State law calls for the Oregon Department of Energy to adopt rules for energy tax credits that include a formula to determine the prices at which credits could be sold.
“We were in agreement with the Department of Energy that their rule exceeded their statutory authority,” Joy Krawczyk, a spokeswoman for the Department of Revenue, wrote in an email. “Statute allows price setting for preliminary certificates, but statute doesn’t require a price setting formula for final certificates.”
Under that interpretation, the price formula required in state law would not apply to tax credit sales. Its only use would be to provide a theoretical, nonobligatory sale price on the preliminary certificate, which tells applicants the size of the tax credit they will qualify for if they complete their transit, energy efficiency or alternative fuel projects as promised. The Department of Revenue did not respond to a question about whether former Gov. John Kitzhaber was informed of the interpretation.

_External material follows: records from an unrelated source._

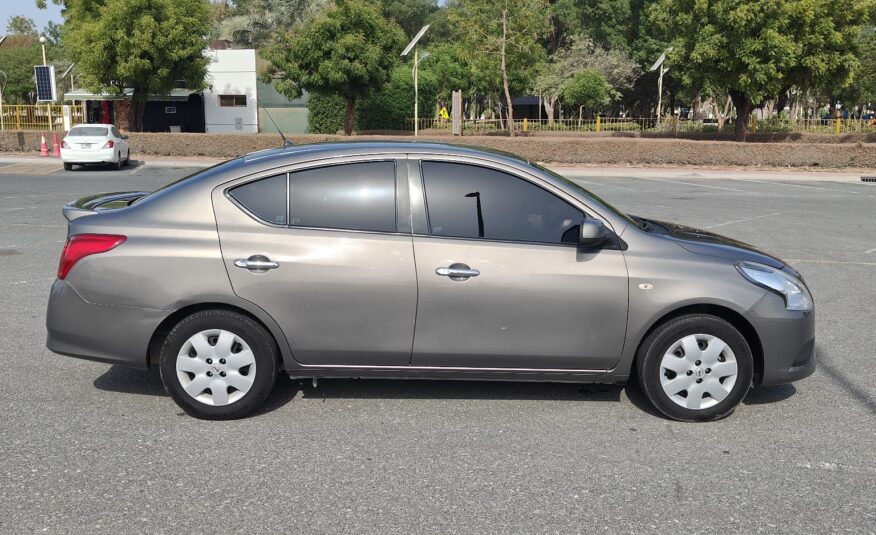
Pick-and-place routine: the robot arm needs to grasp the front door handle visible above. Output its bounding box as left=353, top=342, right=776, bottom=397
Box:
left=234, top=255, right=280, bottom=273
left=435, top=264, right=481, bottom=282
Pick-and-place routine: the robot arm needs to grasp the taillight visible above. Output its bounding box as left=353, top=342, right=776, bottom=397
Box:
left=58, top=234, right=128, bottom=280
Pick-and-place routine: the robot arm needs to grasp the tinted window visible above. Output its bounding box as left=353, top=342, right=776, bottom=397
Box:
left=67, top=126, right=106, bottom=137
left=230, top=173, right=286, bottom=225
left=422, top=162, right=584, bottom=243
left=289, top=162, right=396, bottom=232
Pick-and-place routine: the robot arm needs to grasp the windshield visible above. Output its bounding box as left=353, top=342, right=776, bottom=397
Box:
left=529, top=162, right=638, bottom=226
left=67, top=126, right=106, bottom=137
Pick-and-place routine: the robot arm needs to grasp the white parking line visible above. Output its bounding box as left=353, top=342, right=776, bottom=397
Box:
left=787, top=258, right=876, bottom=267
left=706, top=212, right=782, bottom=228
left=635, top=176, right=761, bottom=195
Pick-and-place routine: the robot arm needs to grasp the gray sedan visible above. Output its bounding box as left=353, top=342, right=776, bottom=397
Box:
left=47, top=143, right=815, bottom=421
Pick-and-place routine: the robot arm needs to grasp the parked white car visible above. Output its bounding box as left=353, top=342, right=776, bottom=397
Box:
left=61, top=124, right=131, bottom=171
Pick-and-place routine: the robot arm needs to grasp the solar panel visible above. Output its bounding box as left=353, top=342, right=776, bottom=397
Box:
left=33, top=65, right=58, bottom=102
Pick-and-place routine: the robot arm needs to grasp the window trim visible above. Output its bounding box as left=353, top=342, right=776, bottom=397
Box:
left=223, top=171, right=289, bottom=228
left=414, top=155, right=588, bottom=249
left=226, top=158, right=404, bottom=236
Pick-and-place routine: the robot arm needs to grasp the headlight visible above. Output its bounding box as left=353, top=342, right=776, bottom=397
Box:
left=736, top=262, right=812, bottom=311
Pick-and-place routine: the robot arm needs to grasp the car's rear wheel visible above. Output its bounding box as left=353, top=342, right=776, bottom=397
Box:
left=160, top=310, right=278, bottom=420
left=637, top=314, right=754, bottom=421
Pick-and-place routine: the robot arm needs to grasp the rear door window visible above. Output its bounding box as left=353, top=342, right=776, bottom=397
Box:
left=228, top=173, right=287, bottom=225
left=422, top=161, right=584, bottom=244
left=289, top=161, right=396, bottom=232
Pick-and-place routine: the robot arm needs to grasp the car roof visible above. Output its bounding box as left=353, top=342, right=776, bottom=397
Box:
left=243, top=141, right=529, bottom=165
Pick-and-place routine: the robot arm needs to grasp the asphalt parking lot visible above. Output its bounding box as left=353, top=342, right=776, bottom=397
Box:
left=0, top=161, right=876, bottom=534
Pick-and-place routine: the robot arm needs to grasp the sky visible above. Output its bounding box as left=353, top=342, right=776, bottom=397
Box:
left=0, top=0, right=63, bottom=35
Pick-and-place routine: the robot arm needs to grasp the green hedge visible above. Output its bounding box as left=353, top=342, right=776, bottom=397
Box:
left=356, top=64, right=438, bottom=131
left=307, top=93, right=346, bottom=134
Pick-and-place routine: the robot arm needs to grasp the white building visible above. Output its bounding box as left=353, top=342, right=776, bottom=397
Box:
left=203, top=49, right=259, bottom=134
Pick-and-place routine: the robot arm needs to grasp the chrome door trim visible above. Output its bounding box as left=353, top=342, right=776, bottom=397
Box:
left=286, top=364, right=611, bottom=375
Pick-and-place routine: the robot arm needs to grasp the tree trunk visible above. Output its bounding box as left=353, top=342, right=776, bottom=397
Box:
left=776, top=87, right=791, bottom=117
left=344, top=97, right=356, bottom=136
left=542, top=96, right=557, bottom=124
left=500, top=9, right=514, bottom=137
left=730, top=90, right=751, bottom=141
left=128, top=89, right=149, bottom=132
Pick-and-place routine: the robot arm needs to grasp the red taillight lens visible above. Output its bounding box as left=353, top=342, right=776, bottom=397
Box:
left=58, top=234, right=128, bottom=280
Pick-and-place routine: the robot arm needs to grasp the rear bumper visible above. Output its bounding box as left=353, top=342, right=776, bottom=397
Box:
left=748, top=292, right=815, bottom=386
left=46, top=280, right=169, bottom=368
left=61, top=149, right=118, bottom=163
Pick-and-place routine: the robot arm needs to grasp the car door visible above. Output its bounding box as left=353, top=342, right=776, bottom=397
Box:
left=213, top=157, right=417, bottom=366
left=410, top=159, right=628, bottom=370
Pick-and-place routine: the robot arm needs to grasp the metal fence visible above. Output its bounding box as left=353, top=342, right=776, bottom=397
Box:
left=0, top=104, right=86, bottom=132
left=405, top=117, right=876, bottom=134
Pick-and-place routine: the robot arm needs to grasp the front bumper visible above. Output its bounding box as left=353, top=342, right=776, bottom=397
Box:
left=746, top=292, right=815, bottom=386
left=61, top=149, right=118, bottom=163
left=46, top=280, right=169, bottom=368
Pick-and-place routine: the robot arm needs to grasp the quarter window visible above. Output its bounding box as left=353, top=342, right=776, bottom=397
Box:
left=229, top=173, right=287, bottom=225
left=289, top=162, right=396, bottom=232
left=422, top=161, right=584, bottom=243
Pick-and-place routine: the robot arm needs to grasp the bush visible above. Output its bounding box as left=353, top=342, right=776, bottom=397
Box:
left=307, top=93, right=347, bottom=134
left=356, top=65, right=438, bottom=131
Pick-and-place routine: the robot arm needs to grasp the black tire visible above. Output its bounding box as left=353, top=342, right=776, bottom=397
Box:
left=159, top=310, right=279, bottom=420
left=636, top=314, right=754, bottom=422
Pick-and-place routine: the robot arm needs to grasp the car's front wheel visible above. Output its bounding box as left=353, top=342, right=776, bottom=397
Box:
left=636, top=314, right=754, bottom=421
left=160, top=310, right=278, bottom=420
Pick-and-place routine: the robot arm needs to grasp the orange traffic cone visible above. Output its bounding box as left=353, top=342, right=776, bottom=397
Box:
left=52, top=132, right=61, bottom=158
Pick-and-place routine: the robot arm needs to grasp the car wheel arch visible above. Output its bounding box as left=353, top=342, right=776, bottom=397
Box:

According to the Department of Revenue, the agency’s legislative coordinator Deanna Mack was the only agency employee involved in discussions with Department of Energy on the issue in December 2014. However, public records provided by a tax credit broker show the Department of Revenue’s corporation tax policy coordinator, Jeff Henderson, was kept in the loop on Buckley’s discussions with brokers about tax credit sales as early as October 2014.
Krawczyk said the inclusion of a revenue employee on such a discussion was not unusual.
“Ultimately, we’re included on a number of emails from Energy because we’re responsible for applying the credits claimed on returns and because we inform Energy, upon request, if any portion of a credit has been used when an owner is looking for transfer the credit, as only completely unused credits can be transferred,” Krawczyk wrote.